- Interactive map of Chambers Estates, Florida
- Coordinates: 26°3′23″N 80°12′9″W﻿ / ﻿26.05639°N 80.20250°W
- Country: United States
- State: Florida
- County: Broward

Area
- • Total: 0.54 sq mi (1.4 km^{2})
- • Land: 0.54 sq mi (1.4 km^{2})
- • Water: 0 sq mi (0.0 km^{2})

Population (2000)
- • Total: 3,556
- • Density: 6,456/sq mi (2,492.6/km^{2})
- Time zone: UTC-5 (Eastern (EST))
- • Summer (DST): UTC-4 (EDT)
- FIPS code: 12-11557

= Chambers Estates, Dania Beach, Florida =

Chambers Estates is a former census-designated place (CDP) in Broward County, Florida, United States. The population was 3,556 at the 2000 census. The community is now a part of Dania Beach, Florida.

==Geography==
Chambers Estates is located at (26.056366, -80.202598).

According to the United States Census Bureau, the CDP has a total area of 1.4 km2, all land.

==Demographics==
As of the census of 2000, there were 3,556 people, 1,336 households, and 883 families residing in the CDP. The population density was 2,496.3 /km2. There were 1,432 housing units at an average density of 1,005.3 /km2. The racial makeup of the CDP was 78.07% White (59.1% were Non-Hispanic White,) 11.08% African American, 0.28% Native American, 1.83% Asian, 5.40% from other races, and 3.35% from two or more races. Hispanic or Latino of any race were 25.90% of the population.
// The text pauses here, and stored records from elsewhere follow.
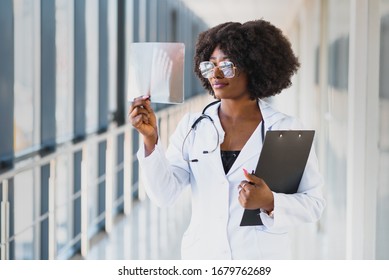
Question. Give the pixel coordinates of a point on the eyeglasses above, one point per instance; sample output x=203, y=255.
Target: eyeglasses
x=207, y=69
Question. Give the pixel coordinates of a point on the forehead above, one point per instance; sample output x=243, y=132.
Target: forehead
x=218, y=55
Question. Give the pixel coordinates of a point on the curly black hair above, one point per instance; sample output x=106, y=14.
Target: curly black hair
x=257, y=48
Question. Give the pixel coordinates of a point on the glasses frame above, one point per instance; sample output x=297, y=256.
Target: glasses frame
x=209, y=73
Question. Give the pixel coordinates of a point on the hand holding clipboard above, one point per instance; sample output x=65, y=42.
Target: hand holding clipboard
x=281, y=164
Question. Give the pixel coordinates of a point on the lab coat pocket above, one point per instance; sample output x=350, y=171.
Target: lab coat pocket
x=272, y=245
x=189, y=248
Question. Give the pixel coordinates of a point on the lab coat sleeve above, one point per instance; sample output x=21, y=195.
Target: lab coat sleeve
x=305, y=206
x=163, y=178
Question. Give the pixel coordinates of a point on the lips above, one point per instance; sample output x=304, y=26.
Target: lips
x=218, y=85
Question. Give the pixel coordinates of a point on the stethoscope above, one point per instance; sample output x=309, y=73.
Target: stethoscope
x=207, y=117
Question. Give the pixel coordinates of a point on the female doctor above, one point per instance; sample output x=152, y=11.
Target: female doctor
x=212, y=152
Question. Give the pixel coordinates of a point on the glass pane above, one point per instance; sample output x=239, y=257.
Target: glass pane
x=112, y=49
x=382, y=247
x=64, y=203
x=25, y=24
x=64, y=77
x=337, y=123
x=92, y=64
x=25, y=209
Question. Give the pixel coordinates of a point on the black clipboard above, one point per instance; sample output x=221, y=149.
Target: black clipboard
x=281, y=164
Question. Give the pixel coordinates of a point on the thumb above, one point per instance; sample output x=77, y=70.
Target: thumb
x=250, y=177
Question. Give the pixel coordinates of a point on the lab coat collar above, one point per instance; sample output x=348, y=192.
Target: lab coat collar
x=254, y=144
x=269, y=114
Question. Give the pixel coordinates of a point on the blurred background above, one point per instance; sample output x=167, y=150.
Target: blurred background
x=69, y=178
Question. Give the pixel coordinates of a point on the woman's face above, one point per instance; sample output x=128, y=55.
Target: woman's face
x=227, y=88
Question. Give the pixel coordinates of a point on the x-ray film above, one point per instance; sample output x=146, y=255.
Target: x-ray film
x=157, y=69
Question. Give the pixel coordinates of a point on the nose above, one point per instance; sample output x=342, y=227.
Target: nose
x=217, y=73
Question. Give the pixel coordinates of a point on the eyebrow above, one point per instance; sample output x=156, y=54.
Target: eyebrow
x=215, y=57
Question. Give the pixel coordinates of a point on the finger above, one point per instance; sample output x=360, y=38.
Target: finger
x=139, y=102
x=252, y=178
x=139, y=111
x=137, y=121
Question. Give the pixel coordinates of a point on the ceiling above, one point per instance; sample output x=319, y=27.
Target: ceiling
x=279, y=12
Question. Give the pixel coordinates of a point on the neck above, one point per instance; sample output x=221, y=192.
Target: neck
x=238, y=110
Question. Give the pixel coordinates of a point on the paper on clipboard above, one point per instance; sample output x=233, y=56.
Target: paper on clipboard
x=156, y=69
x=281, y=164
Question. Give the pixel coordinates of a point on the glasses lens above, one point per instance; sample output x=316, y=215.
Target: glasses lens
x=228, y=69
x=207, y=68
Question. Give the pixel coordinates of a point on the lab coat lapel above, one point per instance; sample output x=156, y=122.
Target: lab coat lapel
x=253, y=146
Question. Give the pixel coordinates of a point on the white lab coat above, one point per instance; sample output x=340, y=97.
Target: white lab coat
x=214, y=231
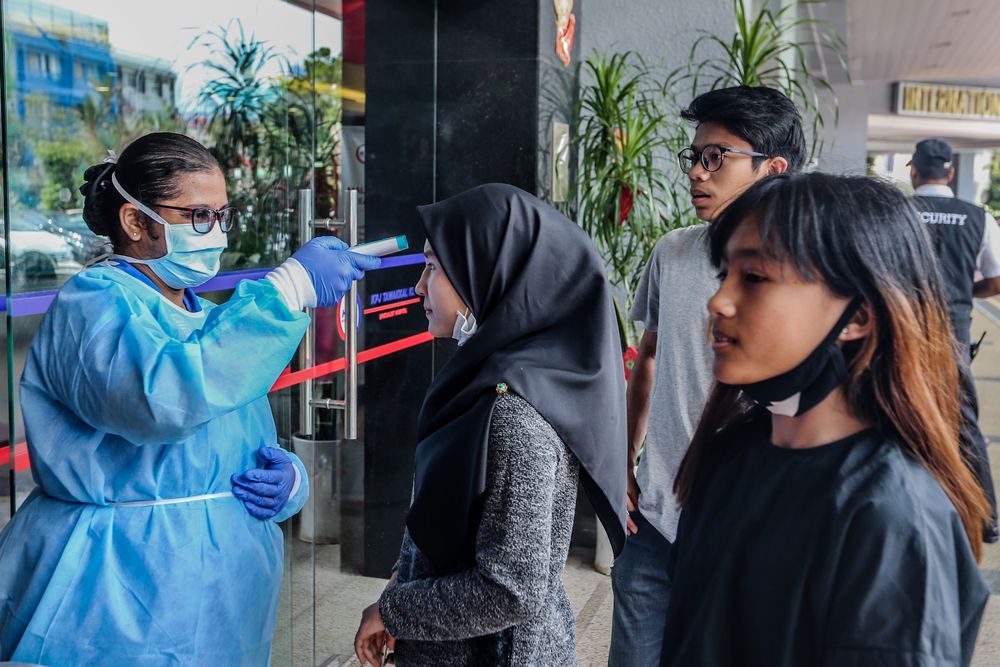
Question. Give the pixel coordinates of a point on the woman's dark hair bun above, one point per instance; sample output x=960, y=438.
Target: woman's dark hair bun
x=96, y=183
x=147, y=169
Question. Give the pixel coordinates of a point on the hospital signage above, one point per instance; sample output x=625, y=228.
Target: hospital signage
x=923, y=99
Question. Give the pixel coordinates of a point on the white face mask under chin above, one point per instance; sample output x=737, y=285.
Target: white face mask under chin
x=465, y=326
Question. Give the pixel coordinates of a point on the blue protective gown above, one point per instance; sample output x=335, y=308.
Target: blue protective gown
x=127, y=397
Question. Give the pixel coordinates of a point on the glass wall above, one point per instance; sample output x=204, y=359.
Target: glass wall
x=266, y=84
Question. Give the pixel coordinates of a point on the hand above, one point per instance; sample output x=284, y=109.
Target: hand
x=372, y=639
x=265, y=490
x=332, y=268
x=632, y=489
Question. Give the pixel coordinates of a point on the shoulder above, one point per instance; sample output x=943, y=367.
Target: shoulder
x=892, y=492
x=684, y=239
x=512, y=412
x=95, y=290
x=516, y=423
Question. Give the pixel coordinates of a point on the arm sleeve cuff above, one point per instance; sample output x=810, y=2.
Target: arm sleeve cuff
x=293, y=284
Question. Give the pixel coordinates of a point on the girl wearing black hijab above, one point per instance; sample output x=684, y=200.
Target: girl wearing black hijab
x=533, y=400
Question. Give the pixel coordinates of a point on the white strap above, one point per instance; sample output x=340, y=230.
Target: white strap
x=174, y=501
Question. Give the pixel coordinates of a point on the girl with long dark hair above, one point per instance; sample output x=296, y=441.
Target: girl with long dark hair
x=828, y=517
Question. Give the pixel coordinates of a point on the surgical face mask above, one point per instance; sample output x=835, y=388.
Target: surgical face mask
x=802, y=388
x=465, y=326
x=191, y=259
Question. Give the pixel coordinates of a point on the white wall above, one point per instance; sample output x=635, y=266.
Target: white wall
x=662, y=31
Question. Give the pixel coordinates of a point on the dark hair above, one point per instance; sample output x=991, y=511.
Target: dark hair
x=762, y=116
x=860, y=237
x=147, y=169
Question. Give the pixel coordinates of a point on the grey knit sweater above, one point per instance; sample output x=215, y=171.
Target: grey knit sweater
x=511, y=607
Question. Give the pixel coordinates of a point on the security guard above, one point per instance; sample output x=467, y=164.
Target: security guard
x=966, y=240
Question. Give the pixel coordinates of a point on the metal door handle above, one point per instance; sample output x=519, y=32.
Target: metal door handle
x=349, y=404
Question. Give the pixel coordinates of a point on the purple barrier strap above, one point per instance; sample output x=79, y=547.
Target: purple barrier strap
x=36, y=303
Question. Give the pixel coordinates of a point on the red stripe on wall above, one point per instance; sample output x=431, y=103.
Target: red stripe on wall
x=289, y=378
x=390, y=306
x=21, y=461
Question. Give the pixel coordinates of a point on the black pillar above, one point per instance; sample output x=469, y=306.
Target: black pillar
x=452, y=101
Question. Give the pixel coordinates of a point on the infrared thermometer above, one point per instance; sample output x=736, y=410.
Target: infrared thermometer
x=381, y=248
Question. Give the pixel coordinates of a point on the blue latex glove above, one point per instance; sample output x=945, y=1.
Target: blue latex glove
x=332, y=268
x=265, y=490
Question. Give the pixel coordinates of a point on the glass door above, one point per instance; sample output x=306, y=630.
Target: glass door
x=260, y=83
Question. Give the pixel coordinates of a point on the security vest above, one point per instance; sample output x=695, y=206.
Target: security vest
x=957, y=228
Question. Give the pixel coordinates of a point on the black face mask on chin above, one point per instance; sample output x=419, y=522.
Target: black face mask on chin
x=802, y=388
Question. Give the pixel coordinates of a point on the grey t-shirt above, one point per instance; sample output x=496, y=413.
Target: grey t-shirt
x=671, y=300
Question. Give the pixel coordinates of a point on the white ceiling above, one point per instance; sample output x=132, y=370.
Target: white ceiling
x=924, y=40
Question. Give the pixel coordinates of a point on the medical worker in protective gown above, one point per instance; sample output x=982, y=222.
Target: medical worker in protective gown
x=152, y=537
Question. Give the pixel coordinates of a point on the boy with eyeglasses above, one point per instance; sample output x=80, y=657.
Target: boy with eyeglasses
x=742, y=135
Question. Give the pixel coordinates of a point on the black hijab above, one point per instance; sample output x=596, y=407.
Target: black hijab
x=547, y=329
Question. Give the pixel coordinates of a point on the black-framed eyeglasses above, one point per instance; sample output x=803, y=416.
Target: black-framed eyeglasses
x=203, y=219
x=711, y=157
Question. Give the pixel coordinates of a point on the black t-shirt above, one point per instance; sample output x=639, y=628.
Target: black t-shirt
x=844, y=554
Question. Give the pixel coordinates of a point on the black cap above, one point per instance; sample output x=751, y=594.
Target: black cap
x=932, y=158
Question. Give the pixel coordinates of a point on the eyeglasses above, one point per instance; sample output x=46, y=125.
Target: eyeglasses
x=711, y=157
x=203, y=219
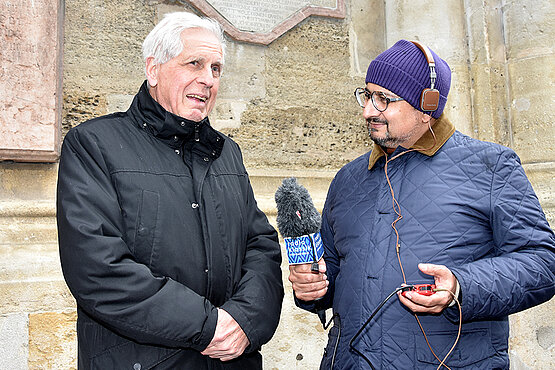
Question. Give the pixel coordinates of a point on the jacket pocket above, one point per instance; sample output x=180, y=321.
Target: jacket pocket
x=132, y=356
x=473, y=346
x=145, y=229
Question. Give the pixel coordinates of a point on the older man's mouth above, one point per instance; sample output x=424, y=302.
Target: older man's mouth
x=201, y=98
There were 1,336 households, out of which 36.6% had children under the age of 18 living with them, 40.5% were married couples living together, 18.2% had a female householder with no husband present, and 33.9% were non-families. 25.0% of all households were made up of individuals, and 7.9% had someone living alone who was 65 years of age or older. The average household size was 2.64 and the average family size was 3.16.

In the CDP, the population was spread out, with 27.8% under the age of 18, 9.4% from 18 to 24, 34.2% from 25 to 44, 20.1% from 45 to 64, and 8.6% who were 65 years of age or older. The median age was 34 years. For every 100 females, there were 95.0 males. For every 100 females age 18 and over, there were 91.9 males.

The median income for a household in the CDP was $37,756, and the median income for a family was $36,750. Males had a median income of $32,394 versus $23,958 for females. The per capita income for the CDP was $17,707. About 12.5% of families and 12.8% of the population were below the poverty line, including 14.5% of those under age 18 and 3.5% of those age 65 or over.

As of 2000, English as a first language accounted for 76.00% of all residents, while Spanish made up 22.81%, and French was the mother tongue of 1.17% of the population.